Точка заправки – большой клок пустоты в необитаемом пространстве, ограниченный тетраэдром из звезд, ближайшая из которых находится на расстоянии в четыре световых года. Взгляд сквозь объектив видеокамеры упирается в совершенно незнакомый для глаза пейзаж, хотя я знаю, что мы находимся в каких-то десяти световых годах от Ханаана. Попади я в плен, мне нечего будет выдать.
– А кто-нибудь когда-нибудь в плен попадал? В открытом космосе?
– Не слышал ничего подобного, – отвечает Рыболов. – Спроси Патриота. Он знает много подобной ерунды.
– Не знаю, лейтенант, – говорит Кармон. – Ничего такого не слышал. А был случай, чтобы мы поймали кого-нибудь из них?
Ну да, было такое, но я так сказать не могу, потому что сам знать не должен.
По клаймеру пробегает дрожь, передающаяся с корабля-носителя. Тому нужно значительно снизить скорость, чтобы выровнять курсы перед заправкой. Интерком Тродаала вещает на весь отсек. Случайно мы слышим, как кто-то с корабля-носителя пытается связаться с идущими нам навстречу судами.
У Джангхауза озабоченный вид.
– Может быть, им не удалось уйти.
Последние у нас сведения – что танкер заметает следы после случайного контакта с одиночным кораблем противника.
– Даст Бог, они успели воззвать к небесам.
Похоже, его чувства задеты всерьез.
– А то нам просто придется возвращаться.
– Нет, этого не будет.
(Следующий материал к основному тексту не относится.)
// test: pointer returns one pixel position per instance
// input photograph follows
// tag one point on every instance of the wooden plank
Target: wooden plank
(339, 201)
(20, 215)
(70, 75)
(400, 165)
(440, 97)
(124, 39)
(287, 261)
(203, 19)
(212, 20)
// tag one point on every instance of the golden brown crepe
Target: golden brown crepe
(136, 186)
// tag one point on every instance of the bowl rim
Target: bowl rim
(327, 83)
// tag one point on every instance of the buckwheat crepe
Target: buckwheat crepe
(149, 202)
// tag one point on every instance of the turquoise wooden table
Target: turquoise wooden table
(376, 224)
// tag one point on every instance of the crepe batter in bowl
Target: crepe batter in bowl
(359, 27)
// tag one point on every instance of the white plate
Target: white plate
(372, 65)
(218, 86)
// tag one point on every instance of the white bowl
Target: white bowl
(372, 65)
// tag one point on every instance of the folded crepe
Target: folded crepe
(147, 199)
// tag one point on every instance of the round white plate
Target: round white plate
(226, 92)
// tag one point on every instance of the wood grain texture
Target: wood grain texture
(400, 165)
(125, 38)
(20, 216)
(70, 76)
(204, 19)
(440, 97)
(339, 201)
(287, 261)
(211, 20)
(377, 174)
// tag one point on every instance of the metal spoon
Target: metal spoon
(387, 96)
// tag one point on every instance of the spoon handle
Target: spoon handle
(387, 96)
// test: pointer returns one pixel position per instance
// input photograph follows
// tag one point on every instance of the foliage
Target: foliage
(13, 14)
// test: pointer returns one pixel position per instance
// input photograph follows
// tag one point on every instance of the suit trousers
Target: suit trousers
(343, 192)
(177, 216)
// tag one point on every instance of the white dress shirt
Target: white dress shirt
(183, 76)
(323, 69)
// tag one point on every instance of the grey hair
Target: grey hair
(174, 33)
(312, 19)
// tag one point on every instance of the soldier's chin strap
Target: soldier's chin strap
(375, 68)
Мы останемся здесь, пока не пришлют новый танкер.
Ага! Появился свет.
– Вижу вас над собой, «Акернар», – говорит отдаленный голос. – Настраивайтесь и спускайтесь. «Метис», конец связи.
Рыболов заметно расслабился:
– Это буксир. Мы, наверное, были вне полосы частот. Столько накручено для безопасности, что с полосами частот бывает путаница.
Но это может быть и имитация переговоров, попытка конкурента усыпить нашу бдительность. Однако это подозрение больше никому в голову не приходит. Все радуются. Через мгновение Тродаал говорит:
– «Акернар», «Акернар», это «Сьюбик Бей». Звездная песня. Линкольн тау тета Пекин Борс. Конец связи.
– Почему не «шибболет»? – бормочу я.
– «Сьюбик», «Сьюбик», это «Акернар». Голубой свет. Иди гамма-гамма высокий ветер. Лондон Гейзенберг. Конец связи.
– Сладость юной любви, – говорит Яневич из-за моего плеча. – Мы нашли, кого искали.
– Зачем здесь буксир класса «Титан»? Что тут тащить?
– Лед. «Метис» срежет несколько кусков и скормит их кораблю-носителю, а тот их расплавит, дистиллирует и заполнит наши баки.
– А тяжелая вода? Я думал, что нам нужен только легкий водород.
– Молекулярные сортировщики. Тяжелый водород корабль-носитель заберет домой, для производства боеголовок.
– «Сьюбик» – это танкер?
– Угу. Еще несколько часов – и можешь начинать молиться, чтобы мы пережили заправку.
Заправка вынесена так далеко из-за антиматерии. Если что-то не заладится, взорвется – мало не будет.
АВ везут откуда-то еще. Нет смысла провозить его сквозь блокаду Ханаана.
– Ты думаешь, самая суровая служба на клаймере? – спрашивает Яневич. – На танкер АВ меня только мертвым затащат. Там служить – психом надо быть.
Он прав, если подумать: сидеть на паре сотен тысяч тонн антиматерии и знать, что микросекундная ошибка в системе контейнеров – и тебя нет…
– Но кто-то должен это делать, – добавляет он.
Танкеру приходится здорово поманеврировать. Наши относительные скорости абсолютно не совпали. Пришлось потратить несколько часов, чтобы вывести корабли на одну траекторию. Надо бы мне нацарапать что-нибудь в блокноте, пока есть время.
Мы со Стариком, старпомом и еще несколькими офицерами в кают-компании. Наш третий ужин. Командир пытается провести эту процедуру так, будто мы на цивилизованном корабле, а это непросто. Откидной стол ужасно исцарапан. Я цепляюсь локтями с лейтенантом Пиньяцем.
Старик спрашивает:
– Как тебе спалось?
– Это, черт возьми, не курорт в Биг Рок Канди Маунтин, но осваиваюсь. Еле-еле. Черт!
Опять Пиньяц шевелит локтем.
Начальник оружейного – на удивление маленький и тощий, родом со Старой Земли, черный и блестящий, как полированный идол черного дерева. Говорит, что он из города Луанды. Никогда не слышал о таком.